Natural genetic variation in nodal root growth angle and anatomy underlies drought tolerance in bread wheat

Root growth angle (RGA) and anatomical attributes are pivotal for the acquisition and transport of water and nutrient during drought stress conditions. Here, we aimed to identify natural genetic variation and genomic loci associated with nodal RGA and anatomical traits in response to drought stress. RGA and anatomy traits were evaluated from nodal roots of the main shoot and tiller under well watered and drought conditions in field. Marker-trait association were identified using a genome-wide association study (GWAS) coupled with linkage disequilibrium in a diverse set of 200 winter wheat genotypes. We observed a highly heritable change in RGA and anatomy under drought stress in wheat in a genotype-dependent manner. Narrow RGA and smaller cortex diameter of nodal root at the expense of increased stele diameter under was the main adaptive response under drought stress. Increased stele diameter was caused by more and larger metaxylem vessel under drought stress than the control conditions. In addition, we observed a high phenotypic correlation in root anatomical traits of nodal roots between the main shoot and tillers, indicating possible overlapping genetic control. Next, we detected 24 significant marker-trait association for RGA and anatomy traits resolved into 14 loci, indicating quantitative inheritance.

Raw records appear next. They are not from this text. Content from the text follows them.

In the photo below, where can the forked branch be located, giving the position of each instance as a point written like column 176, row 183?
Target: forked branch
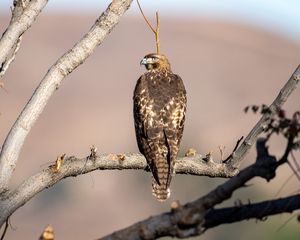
column 51, row 81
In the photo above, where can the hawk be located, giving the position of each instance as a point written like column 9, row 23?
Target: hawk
column 159, row 114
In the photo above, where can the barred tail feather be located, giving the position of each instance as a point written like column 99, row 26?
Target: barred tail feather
column 161, row 189
column 161, row 192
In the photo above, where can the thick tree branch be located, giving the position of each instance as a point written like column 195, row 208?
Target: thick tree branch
column 51, row 81
column 260, row 210
column 72, row 167
column 190, row 219
column 284, row 93
column 24, row 14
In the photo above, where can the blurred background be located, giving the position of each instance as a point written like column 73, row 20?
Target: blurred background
column 229, row 53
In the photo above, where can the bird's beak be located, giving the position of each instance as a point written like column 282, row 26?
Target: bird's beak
column 144, row 61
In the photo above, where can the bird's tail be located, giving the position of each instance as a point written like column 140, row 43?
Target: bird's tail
column 161, row 190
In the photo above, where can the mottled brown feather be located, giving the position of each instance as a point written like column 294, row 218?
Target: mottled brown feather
column 159, row 114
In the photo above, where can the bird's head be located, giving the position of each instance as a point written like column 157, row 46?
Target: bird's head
column 154, row 61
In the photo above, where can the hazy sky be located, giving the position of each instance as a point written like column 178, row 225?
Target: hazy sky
column 282, row 16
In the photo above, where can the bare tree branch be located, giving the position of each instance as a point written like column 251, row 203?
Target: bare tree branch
column 192, row 219
column 72, row 167
column 6, row 64
column 260, row 210
column 51, row 81
column 196, row 165
column 24, row 14
column 284, row 93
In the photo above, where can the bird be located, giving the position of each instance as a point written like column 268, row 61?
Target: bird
column 159, row 114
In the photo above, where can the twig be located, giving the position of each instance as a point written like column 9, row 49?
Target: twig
column 235, row 148
column 51, row 81
column 259, row 211
column 5, row 65
column 21, row 20
column 72, row 167
column 284, row 93
column 194, row 218
column 156, row 30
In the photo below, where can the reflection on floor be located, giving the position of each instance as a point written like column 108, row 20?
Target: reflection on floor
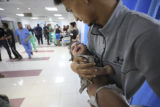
column 41, row 83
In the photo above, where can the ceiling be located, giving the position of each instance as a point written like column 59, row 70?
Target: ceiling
column 37, row 9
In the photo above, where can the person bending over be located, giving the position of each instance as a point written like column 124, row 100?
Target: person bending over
column 98, row 88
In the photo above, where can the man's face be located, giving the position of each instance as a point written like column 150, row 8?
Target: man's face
column 81, row 10
column 78, row 49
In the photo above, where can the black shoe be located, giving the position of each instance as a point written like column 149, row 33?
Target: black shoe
column 31, row 53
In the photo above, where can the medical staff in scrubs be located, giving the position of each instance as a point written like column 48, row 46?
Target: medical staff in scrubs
column 32, row 39
column 24, row 38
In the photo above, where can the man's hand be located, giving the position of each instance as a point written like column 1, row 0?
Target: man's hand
column 89, row 70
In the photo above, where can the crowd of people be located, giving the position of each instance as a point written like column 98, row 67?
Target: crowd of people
column 27, row 37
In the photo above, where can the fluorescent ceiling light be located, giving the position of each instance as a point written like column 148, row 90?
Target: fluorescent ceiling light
column 57, row 15
column 35, row 18
column 51, row 8
column 20, row 15
column 1, row 9
column 60, row 18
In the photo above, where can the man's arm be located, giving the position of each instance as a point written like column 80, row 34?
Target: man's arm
column 147, row 58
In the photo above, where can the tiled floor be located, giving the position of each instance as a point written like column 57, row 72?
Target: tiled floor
column 56, row 86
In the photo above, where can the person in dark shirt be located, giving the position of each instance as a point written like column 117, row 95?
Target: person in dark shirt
column 3, row 42
column 74, row 32
column 11, row 41
column 58, row 35
column 38, row 32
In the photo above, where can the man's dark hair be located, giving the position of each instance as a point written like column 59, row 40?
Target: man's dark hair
column 5, row 25
column 19, row 22
column 57, row 2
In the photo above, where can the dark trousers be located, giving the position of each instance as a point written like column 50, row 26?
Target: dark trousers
column 6, row 46
column 47, row 37
column 40, row 39
column 14, row 51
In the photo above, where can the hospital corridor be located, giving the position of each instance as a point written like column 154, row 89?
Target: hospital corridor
column 79, row 53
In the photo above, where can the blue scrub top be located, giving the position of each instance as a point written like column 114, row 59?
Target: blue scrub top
column 23, row 34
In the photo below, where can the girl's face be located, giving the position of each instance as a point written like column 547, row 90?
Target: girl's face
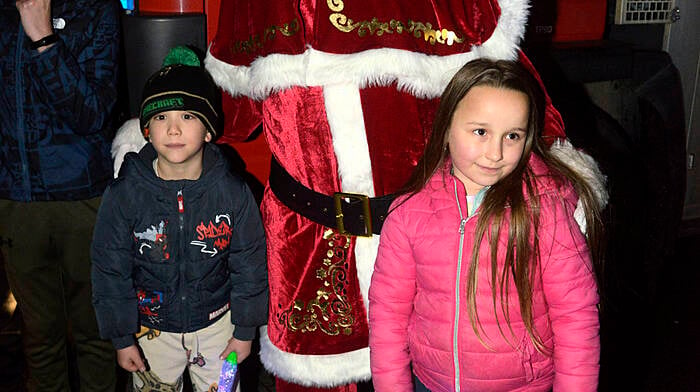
column 178, row 137
column 487, row 135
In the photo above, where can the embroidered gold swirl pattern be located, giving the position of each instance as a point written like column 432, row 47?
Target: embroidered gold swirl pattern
column 330, row 312
column 375, row 27
column 257, row 41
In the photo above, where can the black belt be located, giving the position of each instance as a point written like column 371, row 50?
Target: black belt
column 349, row 213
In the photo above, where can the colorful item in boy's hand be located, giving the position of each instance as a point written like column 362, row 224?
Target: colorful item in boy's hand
column 228, row 374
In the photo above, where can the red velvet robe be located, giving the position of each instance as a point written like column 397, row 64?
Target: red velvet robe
column 346, row 91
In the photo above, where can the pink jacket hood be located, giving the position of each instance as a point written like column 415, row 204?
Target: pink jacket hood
column 418, row 314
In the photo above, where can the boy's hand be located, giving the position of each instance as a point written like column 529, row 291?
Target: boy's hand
column 130, row 359
column 241, row 347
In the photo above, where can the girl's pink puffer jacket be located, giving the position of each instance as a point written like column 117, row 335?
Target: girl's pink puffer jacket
column 418, row 315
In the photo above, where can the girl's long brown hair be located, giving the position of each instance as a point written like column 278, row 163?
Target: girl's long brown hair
column 507, row 195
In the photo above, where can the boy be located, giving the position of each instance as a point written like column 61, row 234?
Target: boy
column 179, row 248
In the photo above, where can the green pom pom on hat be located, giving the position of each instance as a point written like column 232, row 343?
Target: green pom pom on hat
column 182, row 84
column 181, row 55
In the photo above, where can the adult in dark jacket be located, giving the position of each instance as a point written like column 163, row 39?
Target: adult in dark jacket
column 58, row 63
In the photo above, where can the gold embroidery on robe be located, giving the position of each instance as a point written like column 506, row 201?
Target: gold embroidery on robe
column 375, row 27
column 257, row 41
column 330, row 312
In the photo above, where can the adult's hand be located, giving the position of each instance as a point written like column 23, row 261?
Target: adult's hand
column 36, row 19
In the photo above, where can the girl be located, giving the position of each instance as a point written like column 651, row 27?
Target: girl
column 483, row 280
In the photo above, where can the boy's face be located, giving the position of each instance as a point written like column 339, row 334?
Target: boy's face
column 178, row 137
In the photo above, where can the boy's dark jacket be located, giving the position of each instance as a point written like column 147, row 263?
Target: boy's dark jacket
column 170, row 255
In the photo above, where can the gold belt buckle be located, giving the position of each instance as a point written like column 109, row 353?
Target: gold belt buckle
column 338, row 198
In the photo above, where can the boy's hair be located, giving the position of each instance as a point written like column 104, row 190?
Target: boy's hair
column 506, row 197
column 182, row 84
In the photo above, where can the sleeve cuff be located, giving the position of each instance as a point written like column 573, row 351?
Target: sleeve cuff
column 244, row 333
column 123, row 341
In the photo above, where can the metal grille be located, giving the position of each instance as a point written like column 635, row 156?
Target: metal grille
column 643, row 11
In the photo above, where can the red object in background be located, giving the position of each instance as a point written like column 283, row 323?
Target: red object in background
column 579, row 20
column 171, row 6
column 211, row 8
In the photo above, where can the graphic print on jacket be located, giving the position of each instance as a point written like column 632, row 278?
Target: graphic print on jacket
column 214, row 236
column 154, row 240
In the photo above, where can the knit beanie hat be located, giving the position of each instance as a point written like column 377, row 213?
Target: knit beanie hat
column 182, row 84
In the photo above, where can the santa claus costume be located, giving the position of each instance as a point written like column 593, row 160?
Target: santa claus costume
column 345, row 91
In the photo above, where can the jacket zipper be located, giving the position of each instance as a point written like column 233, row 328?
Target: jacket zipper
column 455, row 328
column 19, row 91
column 181, row 225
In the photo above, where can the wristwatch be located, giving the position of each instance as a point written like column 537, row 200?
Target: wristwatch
column 48, row 40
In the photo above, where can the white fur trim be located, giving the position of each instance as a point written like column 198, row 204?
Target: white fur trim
column 422, row 75
column 128, row 138
column 314, row 370
column 588, row 169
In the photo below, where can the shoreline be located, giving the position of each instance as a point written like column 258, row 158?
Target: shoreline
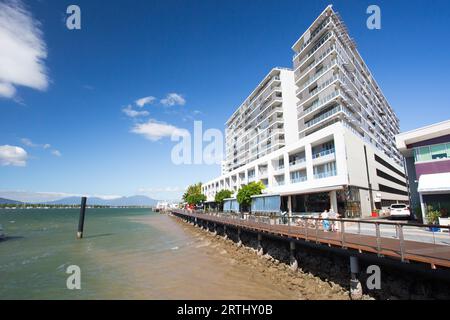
column 299, row 284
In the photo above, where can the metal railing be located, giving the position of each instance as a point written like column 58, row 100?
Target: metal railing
column 411, row 241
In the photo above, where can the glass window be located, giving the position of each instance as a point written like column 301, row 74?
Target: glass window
column 423, row 154
column 439, row 151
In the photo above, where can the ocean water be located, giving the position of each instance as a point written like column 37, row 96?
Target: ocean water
column 125, row 254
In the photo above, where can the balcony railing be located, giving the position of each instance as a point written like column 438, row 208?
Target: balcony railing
column 323, row 153
column 321, row 102
column 318, row 74
column 325, row 174
column 298, row 179
column 323, row 116
column 297, row 162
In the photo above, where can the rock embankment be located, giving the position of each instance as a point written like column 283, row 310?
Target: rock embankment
column 320, row 274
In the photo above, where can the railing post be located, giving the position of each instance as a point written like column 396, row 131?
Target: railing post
column 377, row 231
column 317, row 231
column 342, row 223
column 402, row 242
column 239, row 237
column 306, row 228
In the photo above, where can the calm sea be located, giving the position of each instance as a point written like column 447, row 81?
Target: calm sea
column 125, row 254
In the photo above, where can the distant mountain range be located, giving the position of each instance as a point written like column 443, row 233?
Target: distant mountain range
column 119, row 202
column 9, row 201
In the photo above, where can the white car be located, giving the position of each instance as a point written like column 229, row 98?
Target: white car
column 399, row 210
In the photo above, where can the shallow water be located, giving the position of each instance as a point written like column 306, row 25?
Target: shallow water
column 126, row 254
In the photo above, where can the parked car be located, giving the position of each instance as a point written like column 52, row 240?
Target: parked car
column 399, row 211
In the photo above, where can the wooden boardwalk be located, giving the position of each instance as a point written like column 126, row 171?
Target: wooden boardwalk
column 405, row 250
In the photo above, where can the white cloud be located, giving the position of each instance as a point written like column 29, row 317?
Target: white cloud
column 173, row 99
column 28, row 142
column 129, row 111
column 29, row 196
column 163, row 193
column 146, row 100
column 56, row 153
column 22, row 50
column 154, row 130
column 7, row 90
column 13, row 156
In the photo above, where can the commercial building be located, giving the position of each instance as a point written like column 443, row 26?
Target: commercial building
column 427, row 157
column 319, row 136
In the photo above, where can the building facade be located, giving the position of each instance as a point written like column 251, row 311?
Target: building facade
column 319, row 136
column 427, row 159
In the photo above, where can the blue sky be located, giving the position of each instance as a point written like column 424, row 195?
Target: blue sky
column 209, row 55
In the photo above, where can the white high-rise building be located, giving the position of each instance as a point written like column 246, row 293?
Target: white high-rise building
column 320, row 136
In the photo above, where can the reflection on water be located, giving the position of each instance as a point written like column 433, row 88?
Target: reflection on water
column 125, row 254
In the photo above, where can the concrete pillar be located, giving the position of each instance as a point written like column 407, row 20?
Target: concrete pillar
column 333, row 201
column 293, row 260
column 287, row 174
column 260, row 249
column 239, row 238
column 290, row 206
column 423, row 207
column 309, row 165
column 355, row 284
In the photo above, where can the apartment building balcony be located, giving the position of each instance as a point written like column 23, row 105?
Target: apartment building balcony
column 325, row 174
column 263, row 173
column 304, row 67
column 279, row 180
column 319, row 104
column 297, row 164
column 324, row 157
column 307, row 96
column 298, row 176
column 325, row 170
column 322, row 117
column 278, row 170
column 313, row 44
column 306, row 78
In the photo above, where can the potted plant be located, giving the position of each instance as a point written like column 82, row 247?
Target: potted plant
column 433, row 218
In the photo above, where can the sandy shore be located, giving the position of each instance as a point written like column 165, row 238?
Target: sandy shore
column 294, row 285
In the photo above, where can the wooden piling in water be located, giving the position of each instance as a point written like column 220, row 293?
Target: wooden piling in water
column 81, row 220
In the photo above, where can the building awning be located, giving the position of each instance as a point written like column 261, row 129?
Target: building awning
column 308, row 191
column 434, row 183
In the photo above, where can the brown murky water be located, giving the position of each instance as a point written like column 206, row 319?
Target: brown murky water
column 136, row 254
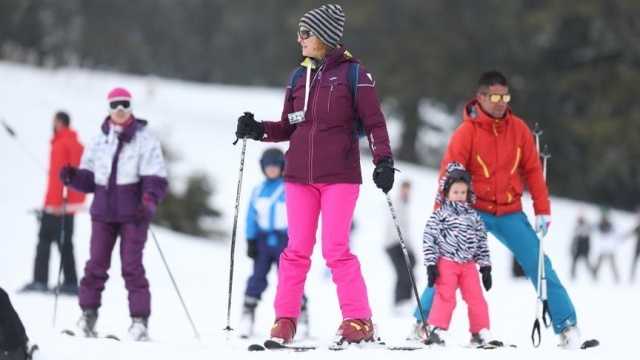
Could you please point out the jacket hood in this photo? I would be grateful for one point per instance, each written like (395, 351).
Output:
(473, 113)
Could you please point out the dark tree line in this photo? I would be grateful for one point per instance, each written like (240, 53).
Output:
(573, 65)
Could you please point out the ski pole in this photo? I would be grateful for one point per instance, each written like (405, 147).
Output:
(542, 305)
(233, 233)
(537, 132)
(13, 134)
(407, 261)
(175, 285)
(62, 243)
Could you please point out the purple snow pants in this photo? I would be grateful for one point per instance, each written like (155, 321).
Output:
(103, 239)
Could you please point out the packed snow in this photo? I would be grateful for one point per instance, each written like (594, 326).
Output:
(197, 122)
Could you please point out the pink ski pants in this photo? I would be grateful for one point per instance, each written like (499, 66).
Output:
(454, 275)
(305, 204)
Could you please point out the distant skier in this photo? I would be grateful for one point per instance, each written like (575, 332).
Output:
(65, 149)
(455, 240)
(403, 292)
(124, 167)
(13, 336)
(636, 255)
(581, 245)
(607, 242)
(266, 238)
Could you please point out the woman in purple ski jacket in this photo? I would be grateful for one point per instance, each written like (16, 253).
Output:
(123, 166)
(322, 175)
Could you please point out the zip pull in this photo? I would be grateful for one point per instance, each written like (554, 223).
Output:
(307, 87)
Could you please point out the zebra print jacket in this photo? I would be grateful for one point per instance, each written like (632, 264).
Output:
(456, 232)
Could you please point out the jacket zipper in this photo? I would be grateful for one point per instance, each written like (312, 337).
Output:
(313, 127)
(515, 165)
(484, 167)
(513, 170)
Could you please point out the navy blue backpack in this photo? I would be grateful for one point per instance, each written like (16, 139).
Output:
(354, 74)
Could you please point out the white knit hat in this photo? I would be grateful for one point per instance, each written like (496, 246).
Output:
(325, 22)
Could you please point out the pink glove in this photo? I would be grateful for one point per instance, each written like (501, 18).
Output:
(542, 224)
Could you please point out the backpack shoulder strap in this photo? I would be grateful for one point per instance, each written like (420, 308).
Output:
(354, 78)
(293, 81)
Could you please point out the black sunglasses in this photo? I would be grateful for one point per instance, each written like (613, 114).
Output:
(305, 34)
(123, 104)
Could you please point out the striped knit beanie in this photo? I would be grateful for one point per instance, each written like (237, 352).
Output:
(455, 172)
(325, 22)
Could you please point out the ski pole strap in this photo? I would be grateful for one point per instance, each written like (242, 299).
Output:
(536, 330)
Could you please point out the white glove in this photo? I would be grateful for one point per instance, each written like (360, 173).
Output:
(542, 224)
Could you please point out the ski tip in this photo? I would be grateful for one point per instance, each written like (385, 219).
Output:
(256, 347)
(589, 344)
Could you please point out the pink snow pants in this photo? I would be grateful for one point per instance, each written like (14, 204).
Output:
(465, 276)
(305, 203)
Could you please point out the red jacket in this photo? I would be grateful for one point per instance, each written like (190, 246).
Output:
(325, 147)
(500, 155)
(65, 150)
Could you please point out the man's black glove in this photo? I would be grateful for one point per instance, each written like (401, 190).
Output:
(249, 127)
(252, 248)
(486, 277)
(432, 275)
(67, 173)
(383, 174)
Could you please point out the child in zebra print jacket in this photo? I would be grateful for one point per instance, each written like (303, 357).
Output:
(454, 241)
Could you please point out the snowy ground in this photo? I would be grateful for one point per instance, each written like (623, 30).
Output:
(198, 122)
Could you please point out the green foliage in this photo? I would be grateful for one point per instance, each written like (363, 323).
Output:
(188, 211)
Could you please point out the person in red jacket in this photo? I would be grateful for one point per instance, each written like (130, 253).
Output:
(323, 175)
(66, 149)
(499, 151)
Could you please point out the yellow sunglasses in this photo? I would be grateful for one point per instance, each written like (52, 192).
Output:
(495, 98)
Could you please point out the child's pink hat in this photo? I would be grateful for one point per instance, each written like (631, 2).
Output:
(119, 94)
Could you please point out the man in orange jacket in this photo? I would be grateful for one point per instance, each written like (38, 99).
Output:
(498, 150)
(65, 150)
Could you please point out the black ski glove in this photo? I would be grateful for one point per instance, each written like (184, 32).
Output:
(252, 248)
(383, 174)
(67, 173)
(432, 275)
(249, 127)
(486, 277)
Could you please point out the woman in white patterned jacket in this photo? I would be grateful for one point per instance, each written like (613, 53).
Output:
(454, 241)
(124, 167)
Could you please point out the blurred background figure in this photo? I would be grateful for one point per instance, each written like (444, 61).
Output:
(266, 238)
(634, 262)
(66, 149)
(580, 245)
(607, 243)
(402, 301)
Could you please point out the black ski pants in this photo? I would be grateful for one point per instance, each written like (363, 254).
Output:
(403, 282)
(50, 227)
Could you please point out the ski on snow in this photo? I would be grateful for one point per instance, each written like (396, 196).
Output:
(276, 346)
(109, 336)
(589, 344)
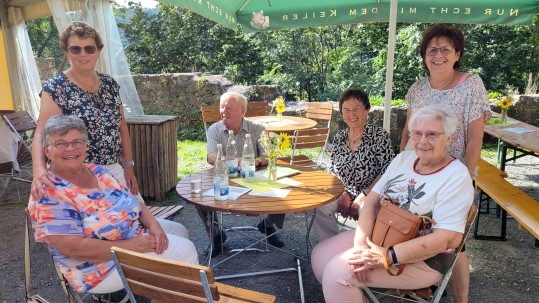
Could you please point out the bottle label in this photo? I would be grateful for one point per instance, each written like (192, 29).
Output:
(232, 166)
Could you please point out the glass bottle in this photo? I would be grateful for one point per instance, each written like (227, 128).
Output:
(220, 176)
(248, 160)
(231, 155)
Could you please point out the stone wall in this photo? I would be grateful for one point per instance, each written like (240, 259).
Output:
(183, 94)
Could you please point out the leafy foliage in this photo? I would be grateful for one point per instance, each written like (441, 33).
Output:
(313, 64)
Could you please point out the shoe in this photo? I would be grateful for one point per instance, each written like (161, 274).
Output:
(272, 240)
(219, 239)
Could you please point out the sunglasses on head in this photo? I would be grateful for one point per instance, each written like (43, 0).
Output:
(75, 50)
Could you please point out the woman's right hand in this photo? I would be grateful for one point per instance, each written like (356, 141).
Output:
(42, 178)
(143, 243)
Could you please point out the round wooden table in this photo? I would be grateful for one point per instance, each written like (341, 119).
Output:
(288, 124)
(317, 189)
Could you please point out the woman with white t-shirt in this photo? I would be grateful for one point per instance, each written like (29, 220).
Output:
(426, 181)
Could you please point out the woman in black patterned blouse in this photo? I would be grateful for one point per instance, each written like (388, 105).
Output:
(360, 155)
(95, 98)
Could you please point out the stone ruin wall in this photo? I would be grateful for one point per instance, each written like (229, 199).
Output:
(182, 94)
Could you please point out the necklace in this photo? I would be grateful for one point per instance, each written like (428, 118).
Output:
(450, 79)
(354, 140)
(423, 167)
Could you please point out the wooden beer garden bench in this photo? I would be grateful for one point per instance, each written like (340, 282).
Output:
(524, 209)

Linkage disequilibrium and haplotype analysis revealed that the favorable phenotype at detected loci was represented by minor allele in the studied population. We identified 161 candidate genes and some of them were involved in root morphogenesis and differentiation. Of these, two promising candidate genes highly expressed in roots, namely, TraesCS2A02G109700 and TraesCS1B02G363700 are orthologs to auxin-responsive genes, IBR3 and IBR10, respectively. They encode acyl-CoA dehydrogenase-like proteins that are required for root hair elongation and are potential targets for functional studies. The QTLs detected in this study are reliable and can be used for marker-assisted selection of favorable root features for breeding drought-tolerant wheat cultivars.